The diner featuring home-made food is open for breakfast and lunch Sundays to Thursdays. To accommodate the out-of-towners on weekends, Vickie’s stays open until 10:30 Friday and Saturday nights. Kelesis began waitressing at the diner in 1990 and bought it in 2014. “I want to make everyone feel at home,” she said.

A red leather booth at the upscale Golden Steer.
The red leather booths at the Golden Steer are little changed from the 1950s and 60s, when celebrities including members of the Rat Pack were regular diners.
(Chris Wessling)

The Golden Steer Steakhouse west of the Strip on Sahara Avenue also oozes history. The upscale restaurant opened in 1958 and quickly became the go-to place for some of the city’s biggest names, such as Muhammad Ali, Sammy Davis Jr. and Frank Sinatra. Celebs’ favorite red-leather booths look just like they did six decades ago. (You can ask the longtime servers about who liked to sit where and the private entrance for stars.)

Little Church of the West
Dating to 1942, the Little Church of the West is Las Vegas’ first wedding chapel.
(Jay Jones)

Wedding chapels, an Old Vegas staple, were the destination for quickie weddings (and quickie divorces). Not much has changed either. The Little Church of the West, touted as the city’s first chapel, hitched its first couples in 1942. The cedar exterior and redwood chapel appear much the same as they did more than 75 years ago. Elvis slipped a ring on Ann-Margret’s finger here for 1964’s “Viva Las Vegas.” A year later, Judy Garland got married here, for real.

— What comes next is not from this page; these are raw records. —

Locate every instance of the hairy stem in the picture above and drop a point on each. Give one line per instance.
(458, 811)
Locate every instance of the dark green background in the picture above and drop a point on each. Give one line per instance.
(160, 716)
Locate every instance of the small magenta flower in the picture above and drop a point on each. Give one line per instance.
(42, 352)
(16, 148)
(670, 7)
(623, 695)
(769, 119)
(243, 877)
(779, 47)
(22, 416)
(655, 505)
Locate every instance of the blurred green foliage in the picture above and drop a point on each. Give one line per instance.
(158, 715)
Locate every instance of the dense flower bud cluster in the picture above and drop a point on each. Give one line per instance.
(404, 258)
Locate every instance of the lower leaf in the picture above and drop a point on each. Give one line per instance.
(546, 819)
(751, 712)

Originally part of the long-gone Last Frontier Hotel, the entire chapel was moved in 1996 to its current location on the south end of the Strip.

Lounge singer Cook E. Jarr onstage with microphone in hand and an American flag draped over his shoulder.
Cook E. Jarr, a longtime Vegas fixture, performs at Paris Las Vegas.
(Jay Jones)

Cook E. Jarr (whose real name is Tony Pettine) has seen Vegas evolve since he first performed at Caesars Palace in 1969. Back then, only 275,000 people lived in Clark County. Today, it has 2.2 million residents. A lounge singer with a still-strong and soulful voice, Jarr turned 78 on July 18.

With his signature Prince Valiant haircut, Jarr drapes himself in the flag for his opening number, “America the Beautiful,” inside Napoleon’s Lounge at Paris Las Vegas. His songbook includes hits by Ray Charles, James Ingram and longtime friend Tom Jones. “I’ve worked every hotel in town,” he said, exaggerating only slightly. “You used to have lounge acts like Frankie Valli and Fats Domino. Bill Medley was in a lounge. Now, you have to search to find the lounges.”

Jarr performs at Paris 6 to 8 p.m. Mondays, no cover charge.

The remains of a fort built by Mormon missionaries in what is now downtown Vegas.
Mormon missionaries were Las Vegas’ first non-native settlers. They built a fort in what is now downtown. The remains and an interpretive center are now a state historic park.
(Sydney Martinez / Travel Nevada)

And then there’s the truly Old Vegas that has nothing to do with its glamorous times. Old Las Vegas Mormon Fort State Historic Park, established in 1855, was built beside a creek by missionaries. You can tour the remains of the fort, plus an interpretive center, for $3.